We need to take it seriously and make time for it.”
Sleep is very important. Sleep apnea can be insidious and quiet, so getting a sleep workup at some point in midlife may not be a bad idea, because treating that could prevent a lot of upstream risk factors.
A healthy diet — that’s easier said than done, and the most confusing for me. I think we know what not to eat — deeply fried food, simple sugars — but exactly what to eat may be variable and person dependent.
Stress can be really bad for aging trajectories. Interestingly, it’s more perceived stress than objective stress. Mindfulness and taking psychiatric health seriously is important.

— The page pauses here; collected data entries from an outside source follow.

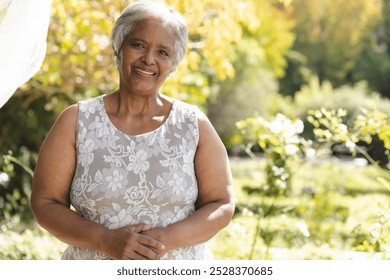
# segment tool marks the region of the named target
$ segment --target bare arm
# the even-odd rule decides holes
[[[226,149],[203,113],[199,115],[195,171],[199,188],[195,213],[166,228],[146,232],[166,245],[165,252],[211,239],[228,225],[234,213],[232,175]]]
[[[58,118],[42,144],[34,172],[31,207],[37,222],[73,246],[113,259],[158,259],[162,244],[139,234],[146,225],[108,230],[72,211],[69,192],[76,166],[77,105]],[[155,252],[156,251],[156,252]]]

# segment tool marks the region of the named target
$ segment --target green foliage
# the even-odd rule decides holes
[[[296,109],[291,117],[302,120],[306,118],[308,110],[322,107],[336,110],[343,108],[347,110],[349,118],[356,117],[364,107],[376,107],[390,114],[390,100],[372,92],[365,82],[334,88],[328,81],[321,83],[316,76],[312,76],[308,84],[295,94],[293,105]]]
[[[305,164],[294,176],[290,196],[269,197],[250,192],[265,177],[262,160],[233,158],[231,166],[238,208],[230,225],[211,241],[215,259],[390,257],[390,186],[377,180],[390,181],[387,171],[327,161]],[[2,221],[0,232],[0,259],[59,259],[66,248],[17,216]]]
[[[27,154],[27,160],[29,155]],[[25,156],[26,158],[26,156]],[[0,217],[8,220],[12,215],[18,214],[20,217],[31,218],[28,209],[28,199],[30,196],[30,183],[33,171],[22,161],[12,155],[4,156],[0,162],[3,162],[4,170],[0,172],[3,180],[0,179]],[[22,185],[18,188],[10,188],[9,175],[14,173],[15,165],[20,169],[24,169],[28,176],[23,176],[21,179]],[[26,175],[26,174],[25,174]],[[19,209],[18,212],[17,209]]]
[[[342,121],[347,126],[354,126],[356,118],[362,115],[362,108],[376,108],[384,114],[390,115],[390,100],[381,97],[378,93],[370,91],[364,82],[354,86],[342,86],[334,88],[329,82],[320,83],[317,77],[312,77],[310,82],[303,86],[294,96],[292,102],[294,110],[290,117],[297,117],[304,121],[305,138],[314,139],[313,126],[308,122],[308,112],[310,110],[321,110],[324,108],[329,111],[338,111],[340,108],[346,110],[346,115]],[[367,116],[369,121],[369,116]],[[359,117],[360,118],[360,117]],[[362,124],[363,125],[363,124]],[[383,129],[386,131],[387,126]],[[383,132],[382,139],[386,138]],[[361,139],[363,140],[363,139]],[[364,141],[364,140],[363,140]],[[376,161],[381,161],[386,165],[387,159],[383,156],[385,153],[383,140],[375,136],[372,143],[367,144],[367,152]]]
[[[390,2],[380,3],[381,17],[372,21],[371,36],[362,40],[363,50],[350,77],[352,82],[367,80],[371,88],[390,98]]]
[[[383,26],[378,26],[377,35],[364,42],[364,48],[350,74],[351,82],[366,80],[373,90],[390,98],[390,55],[381,37]],[[378,38],[379,37],[379,38]]]
[[[308,75],[334,86],[367,81],[390,97],[389,1],[294,0],[286,8],[297,34],[281,92],[293,96]]]
[[[352,155],[356,156],[357,152],[367,158],[377,168],[379,164],[375,162],[372,157],[359,146],[359,142],[371,143],[374,136],[377,136],[383,141],[386,149],[386,154],[389,155],[389,120],[388,115],[377,109],[361,109],[361,114],[356,116],[351,124],[345,123],[347,111],[343,109],[327,110],[321,108],[318,110],[309,110],[308,121],[313,125],[314,142],[306,141],[300,134],[303,132],[303,122],[300,120],[290,120],[284,115],[277,115],[271,122],[265,121],[260,117],[248,118],[237,123],[242,135],[249,141],[246,151],[251,154],[251,144],[257,143],[263,151],[265,159],[265,176],[266,184],[262,189],[270,190],[269,192],[260,192],[263,195],[291,195],[292,191],[292,175],[293,170],[297,171],[299,168],[299,160],[313,160],[314,156],[318,158],[319,151],[324,148],[330,148],[335,144],[343,144],[347,147]],[[350,127],[348,127],[348,125]],[[334,174],[333,174],[334,175]],[[380,181],[388,185],[387,179],[379,178]],[[325,183],[325,184],[328,184]],[[303,215],[306,217],[305,223],[298,223],[297,227],[305,237],[317,239],[317,234],[320,235],[321,242],[332,243],[336,229],[334,222],[341,220],[345,222],[349,216],[349,210],[343,206],[335,204],[336,199],[333,197],[332,191],[321,194],[320,192],[313,192],[309,186],[309,194],[314,195],[312,205],[308,207],[301,207]],[[330,192],[329,192],[330,191]],[[309,204],[310,205],[310,204]],[[252,212],[257,216],[257,225],[255,230],[255,237],[253,239],[252,251],[250,257],[252,258],[254,249],[257,244],[257,235],[264,241],[267,247],[273,242],[275,232],[270,232],[267,227],[266,230],[261,228],[260,220],[272,215],[277,207],[271,205],[266,211],[262,207],[262,211]],[[386,209],[387,213],[390,209]],[[388,214],[384,214],[385,216]],[[383,220],[383,219],[382,219]],[[386,220],[387,223],[387,220]],[[384,222],[382,222],[381,228]],[[310,234],[311,233],[311,234]],[[356,232],[355,232],[356,233]],[[284,240],[297,241],[297,237],[291,232],[285,233]],[[359,246],[361,239],[364,239],[366,247],[366,235],[360,234],[356,241]],[[383,239],[381,239],[383,241]],[[376,240],[374,242],[375,250],[378,251],[383,244]],[[356,245],[356,244],[355,244]],[[289,244],[291,246],[291,244]],[[360,247],[359,247],[360,248]],[[366,249],[370,249],[367,247]]]
[[[335,86],[348,80],[364,39],[381,20],[381,5],[375,0],[294,0],[287,12],[295,20],[293,49],[307,57],[307,66],[321,81]]]
[[[267,179],[263,189],[268,195],[288,194],[292,174],[302,157],[302,146],[306,145],[299,136],[302,121],[278,114],[271,122],[255,117],[238,122],[237,126],[249,141],[246,151],[250,153],[253,143],[257,143],[264,152]]]
[[[279,91],[283,96],[294,96],[303,85],[309,83],[312,74],[307,57],[296,50],[286,53],[286,75],[279,78]]]
[[[214,241],[216,259],[390,256],[390,188],[377,180],[389,180],[387,171],[327,160],[307,163],[295,174],[290,196],[269,197],[248,192],[258,189],[258,178],[266,176],[263,160],[237,159],[231,166],[238,208]],[[360,246],[367,242],[372,247]]]
[[[356,206],[349,199],[388,195],[383,189],[388,176],[369,169],[374,175],[368,172],[354,179],[340,172],[342,168],[312,167],[313,171],[303,161],[320,157],[315,149],[340,143],[374,164],[378,159],[361,149],[362,142],[389,156],[390,101],[380,94],[390,92],[390,1],[373,1],[166,1],[183,12],[190,44],[163,91],[208,112],[229,151],[244,144],[250,152],[256,144],[265,156],[265,161],[235,171],[241,185],[237,195],[245,203],[238,204],[233,228],[222,233],[235,242],[228,242],[229,253],[221,254],[269,258],[275,252],[261,248],[309,246],[305,258],[334,258],[324,246],[343,248],[340,239],[347,249],[386,250],[388,203],[377,210],[377,220],[357,221]],[[53,0],[42,69],[0,110],[4,224],[15,214],[21,221],[32,217],[31,170],[59,112],[118,86],[109,36],[127,2]],[[240,129],[244,135],[239,135]],[[302,170],[310,175],[305,183],[299,181]],[[345,172],[356,175],[356,170]],[[367,201],[356,204],[366,210]],[[35,239],[51,244],[35,227],[1,226],[0,258],[58,258],[57,251],[45,255],[29,247]],[[243,235],[261,238],[241,240]]]
[[[240,145],[236,122],[255,113],[267,116],[275,103],[278,108],[287,103],[276,93],[277,84],[271,72],[262,71],[256,82],[247,81],[246,78],[241,73],[232,80],[224,81],[215,98],[210,98],[207,104],[208,116],[231,153]]]
[[[275,103],[285,103],[277,94],[277,77],[284,75],[285,54],[291,48],[294,35],[291,22],[275,2],[262,0],[236,4],[238,8],[240,5],[254,8],[245,16],[254,16],[257,28],[241,23],[242,38],[224,48],[234,76],[220,80],[215,79],[214,74],[208,74],[210,85],[214,87],[207,99],[206,111],[229,152],[234,152],[238,144],[235,137],[237,121],[255,112],[268,115],[274,112]],[[217,48],[215,52],[219,53],[220,45]]]
[[[387,46],[387,53],[390,55],[390,1],[382,0],[382,16],[383,16],[383,25],[384,25],[384,42]]]
[[[9,178],[0,182],[0,220],[16,213],[31,218],[31,170],[55,116],[52,110],[45,110],[44,97],[25,102],[25,96],[14,96],[0,110],[0,173]]]
[[[347,112],[343,109],[309,110],[308,121],[314,126],[314,135],[321,143],[345,145],[352,155],[357,152],[363,154],[372,164],[378,164],[359,146],[359,142],[372,143],[377,136],[384,145],[387,157],[390,157],[390,121],[388,115],[377,109],[363,108],[361,114],[356,117],[352,128],[348,129],[343,117]],[[389,161],[388,161],[389,162]]]
[[[388,235],[390,234],[390,201],[383,200],[377,203],[377,214],[372,217],[369,227],[357,225],[353,232],[351,246],[363,252],[384,252],[388,246]]]
[[[13,216],[0,223],[0,260],[55,260],[65,244],[38,228]]]
[[[390,150],[390,119],[389,115],[379,110],[362,109],[353,127],[355,134],[367,143],[372,142],[372,136],[377,135],[383,141],[384,148]]]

The last one that is more specific to women is menopause. Be very intentional and have the conversation with your physicians about whether you should go on hormone replacement therapy or not. The data was confusing at one point, but at this stage we have suggestive, strong data to suggest that we want hormones for longer than when we go through natural menopause. If the person can, from a medical perspective, go on hormone replacement therapy, I think they should seriously consider that — unless there are contraindications.